By Ken Taormina
There are many good articles and papers on what a Deal Ready company is available on the internet. What I want to focus on is my experience and our firm’s experience on the reality. Using a few examples of real live clients (both sellers and buyers) of what is not a “Deal Ready” company and how one that is not can be turned into one that is.
The reality is most middle market companies that buyers target have not participated in a sale or an acquisition. The owners (Founders, Partners or Family) have been spending most of their time focused on their business and making it grow. Their knowledge of M&A is through colleagues or hearsay at the country club.
Founders tend to have very strong egos that are needed to build a company from scratch, so they have not always built strong teams with leaders in key positions (Sales, Finance and Operations) who are ready to move up if they are acquired. There are seldom meaningful succession plans in place. Consequently, when buyers are determining their interest, especially PE firms who don’t usually have the key people to replace the leadership, they insist on longer earn-outs and less cash up front in the deal. This then meets big egos with high expectations and little real-world perception of a company’s true value.
One company I acquired, a combination Aerospace Software and Products Manufacturing firm, had a strong CEO but he was also the key Sales Executive that held all the relationships with the firms that provided 80 percent of the company’s revenue. The Finance Chief was a glorified bookkeeper, and this was a company doing 12% EBIDTA and had substantial revenue and growth. This not only affected our view of offering a lower valuation but also allowed us to tie the founder down to a 3 year stay and a 3 year earn-out when it could easily have been a year earn-out and a year stay in his role during transition.
A similar firm in Cyber Security had prepared for several years for an exit. The CEO and Co-Owner had built a strong team with an experienced President, CFO and VP of Sales. He had developed a flat organizational structure with a strong succession plan that was clearly delineated during pre and post due diligence. The books of the firm were audited yearly by a CPA firm. The overhead of the firm was kept low, and the pipeline of new business was 3x current revenue, and the backlog was 3 years of revenue with a predictable recurring revenue and happy clients. The EBIDTA was 14% and there was $2m of cash on hand and no debt. This was a very easy and quick acquisition because the leadership took the time and effort to prepare themselves for an exit well in advance. Certainly, “Deal Ready”.
Another mid-market company was family owned, had awards and many long-term satisfied Fortune 1000 clients with recurring revenue. However, they didn’t have auditable books, working accounts payable, an accounts receivable system or a compliant inventory. They were an excellent firm, but the family had left the management of the firm to incompetents.

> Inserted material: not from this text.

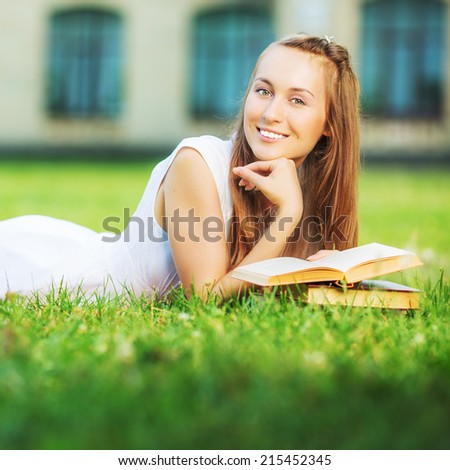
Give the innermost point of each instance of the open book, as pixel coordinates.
(348, 266)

When we got involved it was clear that all the problems were fixable, but they would not be selling the firm any time soon. After 1 year and a new competent CFO was hired, they put in place a formal accounts payable process, regular accounts receivable collection with KPI’s and a full audit of Inventory which cleared up $1.5 M in missing inventory. Other key items such as renegotiating their debt, hiring an experienced Sales VP in their industry, building a succession plan for CEO and COO and outsourcing part of their service team took them from 5% EBIDTA to 12% EBIDTA and ready for sale or a buy out from their two sons. This company was then “Deal Ready”.
For Sellers to maximize their valuation this is a list of the key areas they must focus in on early for success.
- Strong Organizational Structure and Governance
- Strong Talent and a good retention plan for key players
- Auditable Books
- Recent Independent Valuation of the company
- Strong planning, budgets and KPI measure for the business
- Documented Process for the operations of the business
- Good control pf AP/AR and Inventory
- Technology upgraded IT and an up-to-date Cyber plan
- Strong Advisors in M&A, Law, Banking, Tax, and Consultants
- Deep Brand Exposure in your Industry both in networking, clients, on-line presence
All of these key actions when ready will lead to a much easier search for a buyer, multiple potential buyers, a swifter due diligence and a successful sale with a higher valuation for the Seller. A true “Deal Ready” company.